Safety & Risk Management
Top climbing a tower crane: Ensuring safe assembly and dismantling
October 14, 2021 By WorkSafeBC
The potential for tower cranes to be hazardous is well known, and has been brought to the forefront in recent months when a catastrophic failure occurred during the dismantling of a tower crane on a construction site in Kelowna, B.C.
WorkSafeBC has released a new bulletin reminding employers and operators about the risks associated with assembling and dismantling cranes. The bulletin is entitled “Top climbing a tower crane: Ensuring safe assembly and dismantling.”
Top climbing is a common way of assembling, dismantling and repositioning a tower crane. This is potentially hazardous work that must only be performed by an experienced and competent lead hand and qualified workers.
The bulletin provides an overview of top climbing, discusses the hazards, employer responsibilities, safe work practices, and legal and regulatory requirements in B.C. Most importantly, it reminds employers that failure to follow the manufacturer’s instructions may result in a structural failure that puts lives and property at risk.
How top climbing works
Top climbing is a common way of assembling or dismantling a tower crane on a construction site.
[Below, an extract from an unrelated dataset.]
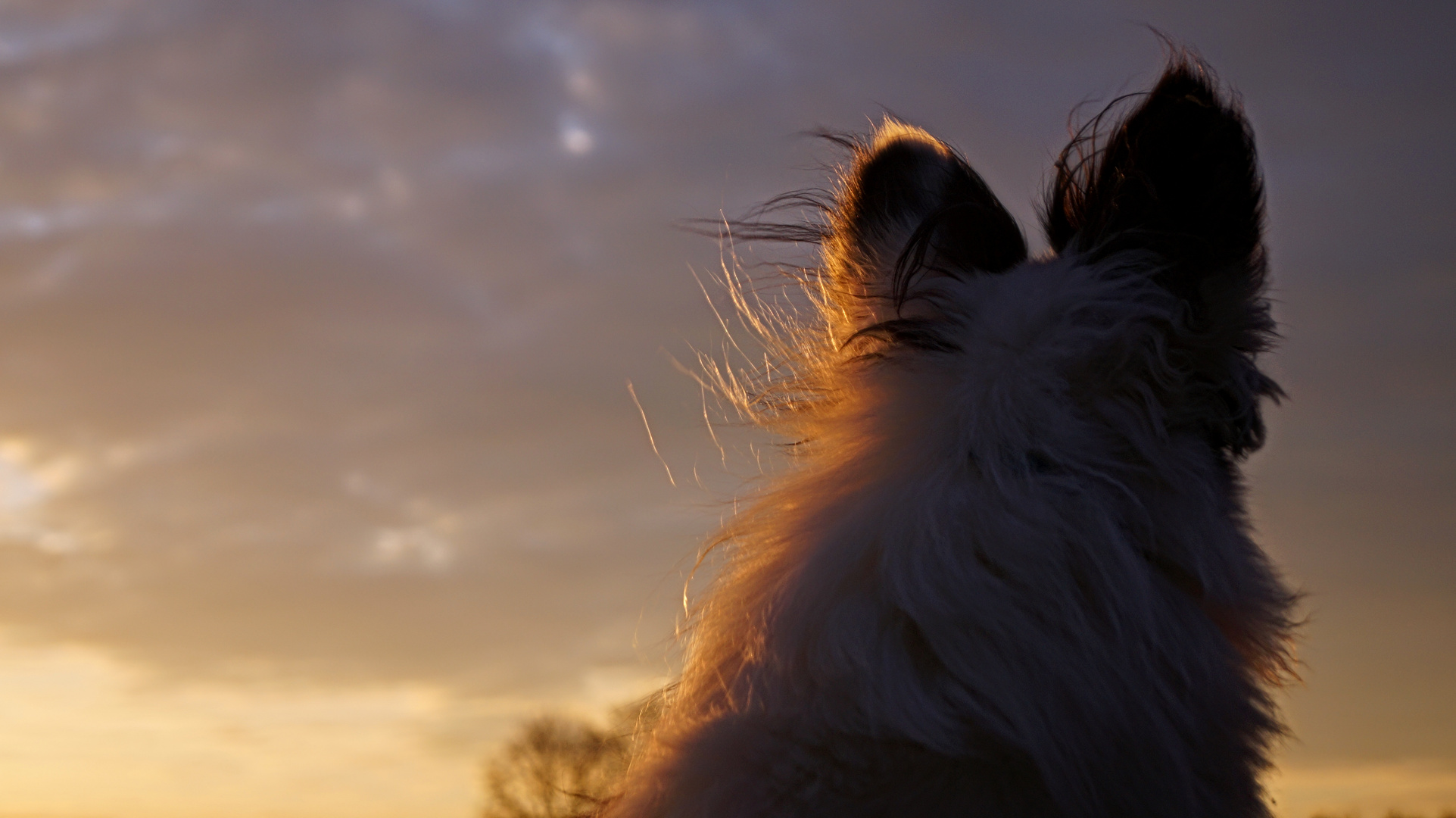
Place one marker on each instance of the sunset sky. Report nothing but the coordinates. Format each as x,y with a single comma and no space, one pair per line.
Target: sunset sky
320,469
A top climbing guide is a structure that is installed around the tower crane’s mast. The guide is used to create a gap for adding or removing mast sections.
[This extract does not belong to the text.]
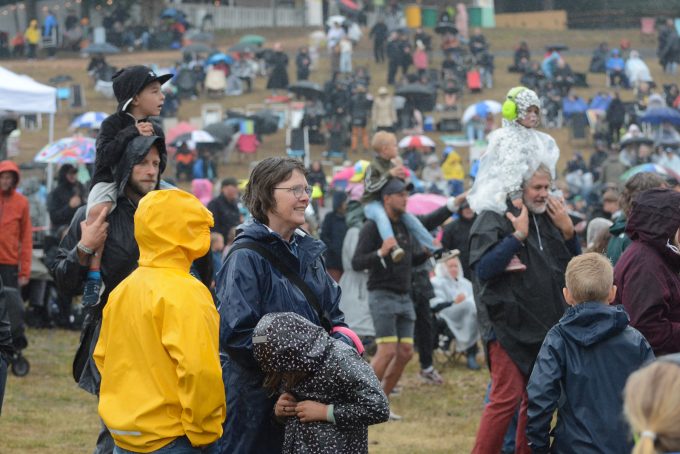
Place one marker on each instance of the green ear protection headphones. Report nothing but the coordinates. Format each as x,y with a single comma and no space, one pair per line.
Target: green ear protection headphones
509,109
Rollers are located at the middle and bottom of the top climbing guide on all four corners. When the system is weight-balanced, the rollers allow the guide to travel smoothly up and down the mast.
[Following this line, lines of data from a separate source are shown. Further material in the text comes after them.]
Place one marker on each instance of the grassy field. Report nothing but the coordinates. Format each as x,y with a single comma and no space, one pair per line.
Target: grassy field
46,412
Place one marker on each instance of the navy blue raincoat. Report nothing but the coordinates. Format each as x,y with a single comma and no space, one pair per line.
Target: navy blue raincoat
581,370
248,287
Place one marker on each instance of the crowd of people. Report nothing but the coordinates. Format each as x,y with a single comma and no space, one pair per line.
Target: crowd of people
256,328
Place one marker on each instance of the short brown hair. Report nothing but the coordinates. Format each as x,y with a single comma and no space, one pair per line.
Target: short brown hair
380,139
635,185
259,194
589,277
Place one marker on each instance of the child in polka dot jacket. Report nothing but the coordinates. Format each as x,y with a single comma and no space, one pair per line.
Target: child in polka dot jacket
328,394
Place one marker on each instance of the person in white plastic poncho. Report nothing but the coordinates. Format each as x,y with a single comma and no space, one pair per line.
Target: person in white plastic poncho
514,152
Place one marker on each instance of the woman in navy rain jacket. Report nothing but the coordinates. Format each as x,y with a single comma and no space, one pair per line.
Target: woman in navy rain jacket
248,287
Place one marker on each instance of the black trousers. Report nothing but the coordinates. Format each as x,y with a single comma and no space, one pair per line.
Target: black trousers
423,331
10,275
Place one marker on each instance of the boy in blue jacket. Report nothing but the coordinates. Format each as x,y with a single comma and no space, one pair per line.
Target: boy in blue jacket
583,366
The top climbing guide includes:
- A hydraulic pump and ram
- A climbing device made up of a support shoe and a climbing traverse or cross-member (depending on the manufacturer)
The guide uses these parts to climb up or down the mast. Workers operate the guide manually.
The mast sections include K-frame assemblies that provide horizontal supports for the climbing device to push on. The ram raises the entire upper structure of the tower crane. This creates a gap in the mast that allows a single mast section to be either added or removed.
What is the hazard?
If the climbing device is placed on a K-frame horizontal support that is too high up the mast structure, the ram can push the top climbing guide too high. In this situation, the rollers in the middle of the top climbing guide may be positioned above the top of the mast structure and be unsupported. This puts the top climbing guide and the upper structure of the crane at risk of collapse.
A crane collapse can harm workers, pedestrians, property and structures located within the toppling distance of the crane.
“With just under 300 cranes operating across British Columbia, it’s fair to say there is a crane being erected, dismantled or repositioned every day in the province,” says Doug Younger, a prevention field services manager at WorkSafeBC who oversees the crane and mobile equipment initiative. “Failure to adhere to just one step in the correct assembling or dismantling process has catastrophic potential.”
Employers must ensure that the tower crane erector, lead hand are experienced and competent in all aspects and each phase of top climbing process.
Workers engaged in top climbing activities must be:
- Provided with information, instruction, training and supervision to perform their work safely
Prime contractors must ensure that employers, supervisors and workers perform their work in compliance with these requirements.
Records should be requested to confirm the assembly supervisor’s and workers’ training and experience on the specific make and model of crane.
In some cases, a crane may be operated at the same time and in the same location as other work activity. In these situations, the employer or prime contractor must organize and coordinate the work of everyone on site so that the crane operation can be carried out safely.
Safe work practices
The assembly supervisor and workers must follow the tower crane manufacturer’s procedures. These procedures include placing the climbing device on the appropriate K-frame horizontal support.
Instructions and procedures for tower crane assembly, dismantling or top climbing must be established before such operations begin. The instructions and procedures must be adapted to the site conditions and communicated to all workers involved in top climbing operations.
Kelowna tower crane collapse
As a result of the tower crane collapse in Kelowna in July 2021, five people were killed, including four workers and a person unrelated to the construction site. Another worker was injured.
WorkSafeBC’s OHS Investigations team is currently investigating the tower crane collapse, and is working with subject-matter experts and engineers to examine the crane components, sequence of events and work procedures that took place during the dismantling process.
An incident investigation report will be prepared at the conclusion of the investigation.
This article appears in the upcoming issue of Crane & Hoist Canada.